一撃必殺、ピックからの3ポイントシュート
3月13日、千葉ジェッツは敵地に乗り込み、アルバルク東京に76-62の完勝を収めた。第1クォーターを27-12と圧倒した立ち上がりのパフォーマンスが勝負を分けたが、このロケットスタートを牽引したのが石井講祐だ。
アレックス・カークのダンクで先制されるも、すぐさま石井の3ポイントシュートで逆転。そして、石井のスティールからマイケル・パーカーの速攻に繋ぎ、ギャビン・エドワーズの3ポイントシュートをアシストした。その石井は「出だしから全員で守って、速い展開だったり、ボールをみんなで回して点を取る、やりたいことができました。良い感触で勝てた試合でした」と、試合を振り返る。

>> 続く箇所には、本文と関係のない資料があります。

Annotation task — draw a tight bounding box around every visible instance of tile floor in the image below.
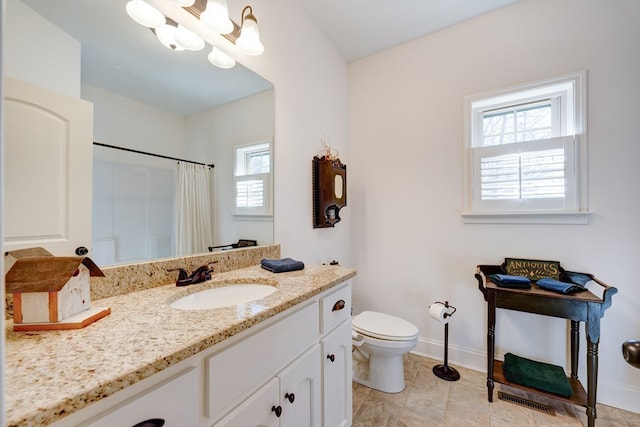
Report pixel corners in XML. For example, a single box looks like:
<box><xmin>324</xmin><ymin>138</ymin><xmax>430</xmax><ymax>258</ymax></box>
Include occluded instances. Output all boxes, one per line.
<box><xmin>352</xmin><ymin>353</ymin><xmax>640</xmax><ymax>427</ymax></box>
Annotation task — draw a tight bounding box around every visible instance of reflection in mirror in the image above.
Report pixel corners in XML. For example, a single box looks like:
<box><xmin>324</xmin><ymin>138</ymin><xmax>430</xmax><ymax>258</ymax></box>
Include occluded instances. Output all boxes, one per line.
<box><xmin>334</xmin><ymin>175</ymin><xmax>344</xmax><ymax>199</ymax></box>
<box><xmin>10</xmin><ymin>0</ymin><xmax>275</xmax><ymax>266</ymax></box>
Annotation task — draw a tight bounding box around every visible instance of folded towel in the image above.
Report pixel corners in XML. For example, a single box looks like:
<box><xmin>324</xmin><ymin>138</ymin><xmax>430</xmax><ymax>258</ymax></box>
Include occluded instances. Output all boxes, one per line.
<box><xmin>488</xmin><ymin>274</ymin><xmax>531</xmax><ymax>289</ymax></box>
<box><xmin>563</xmin><ymin>271</ymin><xmax>593</xmax><ymax>287</ymax></box>
<box><xmin>503</xmin><ymin>352</ymin><xmax>573</xmax><ymax>397</ymax></box>
<box><xmin>536</xmin><ymin>278</ymin><xmax>586</xmax><ymax>294</ymax></box>
<box><xmin>261</xmin><ymin>258</ymin><xmax>305</xmax><ymax>273</ymax></box>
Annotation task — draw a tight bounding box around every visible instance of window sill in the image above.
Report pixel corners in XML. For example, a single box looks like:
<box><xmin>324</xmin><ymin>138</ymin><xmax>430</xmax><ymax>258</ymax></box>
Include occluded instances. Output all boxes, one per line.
<box><xmin>232</xmin><ymin>214</ymin><xmax>273</xmax><ymax>221</ymax></box>
<box><xmin>461</xmin><ymin>211</ymin><xmax>591</xmax><ymax>225</ymax></box>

3ポイントシュート成功率47.7%は現在リーグトップの数字。この試合でも4本中3本を成功させた。毎年40%前後の高い3ポイントシュート成功率を残す、安定感のあるシューターである。相手から警戒される中で、ここまで高い成功率を残せるのは、石井の進化によるものだ。
石井が「チャンスがあれば常に狙っている」と言うように、多くのシューターは『空いたら打つ』を徹底している。それは、オフボールでの動きや、味方のお膳立てがあった場合によるものが多い。だが石井は、自らスクリーンを呼んで、マークマンが一瞬離れた瞬間に3ポイントシュートを決められる、『移動型シューター』として大成しつつある。

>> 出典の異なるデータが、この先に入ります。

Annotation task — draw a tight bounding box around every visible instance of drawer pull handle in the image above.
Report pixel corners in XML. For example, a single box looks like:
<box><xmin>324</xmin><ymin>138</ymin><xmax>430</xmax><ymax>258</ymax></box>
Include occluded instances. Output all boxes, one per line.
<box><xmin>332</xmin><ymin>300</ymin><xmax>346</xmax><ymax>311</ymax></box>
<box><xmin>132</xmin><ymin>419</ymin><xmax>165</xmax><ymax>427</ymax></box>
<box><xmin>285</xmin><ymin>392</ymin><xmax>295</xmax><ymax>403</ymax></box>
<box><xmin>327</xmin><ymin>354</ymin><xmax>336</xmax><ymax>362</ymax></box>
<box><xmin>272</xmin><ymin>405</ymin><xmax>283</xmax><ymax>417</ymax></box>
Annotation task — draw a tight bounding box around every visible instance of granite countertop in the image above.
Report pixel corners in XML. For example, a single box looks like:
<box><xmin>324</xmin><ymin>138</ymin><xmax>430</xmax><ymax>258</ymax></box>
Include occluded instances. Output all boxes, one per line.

「キャッチ&シュート以外の部分で、自分でクリエイトして3ポイントのチャンスを作るというのは、自分の伸びしろだと思っていました。今シーズンは特にいつものシーズンよりそういうシチュエーションを多く出せています」
石井をマークする相手は常に3ポイントシュートを警戒せざるを得ない。そのため石井のペイントアタックが決まりやすくなる。そこでペリメーターのシュートやドライブ、そこからのアシストなどプレーの引き出しを増やしたことで、千葉のオフェンス力はより強力になった。
トランジションの破壊力を強めるスティール
派手な3ポイントシュートに目が行きがちだが、1試合平均1.4スティールはリーグ7位の数字であり、千葉の堅守を支えるディフェンスでの貢献も見逃せない。

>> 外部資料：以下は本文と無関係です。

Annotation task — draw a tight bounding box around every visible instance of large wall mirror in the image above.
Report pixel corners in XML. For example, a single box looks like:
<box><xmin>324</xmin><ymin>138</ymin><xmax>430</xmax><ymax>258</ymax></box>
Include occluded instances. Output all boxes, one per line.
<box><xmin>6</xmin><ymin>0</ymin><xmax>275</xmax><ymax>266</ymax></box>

「スティールはギャンブル的な要素もあるので、速攻に繋がってしまう場面ももちろんある」とリスクもあるが、それでも「そういう駆け引き、行けそうだなっていう感覚は試合を重ねるごとに分かってきました。直観的なことが多いかな」と石井は言う。
実際この試合でも4スティールを記録。一時は10点差に迫られた第3クォーターには、速攻を狙うカークへのロングボールをパスカットして失点を防いだ。西村文男がボールをファンブルして相手の速攻になりかけた場面では、抜群の読みでパスコースに入ってボールに手を引っ掛け、ダイブしてマイボールに。これがパーカーのダンクに繋がった。
このようなプレーは『-2点』のシチュエーションを『+2点』に変える、4点分の価値がある。特にトランジションバスケを得意とする千葉にとっては、一つのスティールは得点に直結するし、チームを勢いに乗せるスイッチにもなる強力な武器だ。
石井はこうしたボールへの嗅覚が自身の調子の指標となっていると言う。「リズムに乗れている時はそういうのが分かる時が多いです。ボールの出どころだったり、行きそうな場所をある程度予測しながら入れたので、自分のリズムになっていました。こういうのは調子のバロメーターになっています」
石井が好調な時はまさに神出鬼没。注意しても止められないのがこのプレーヤーの恐ろしさだ。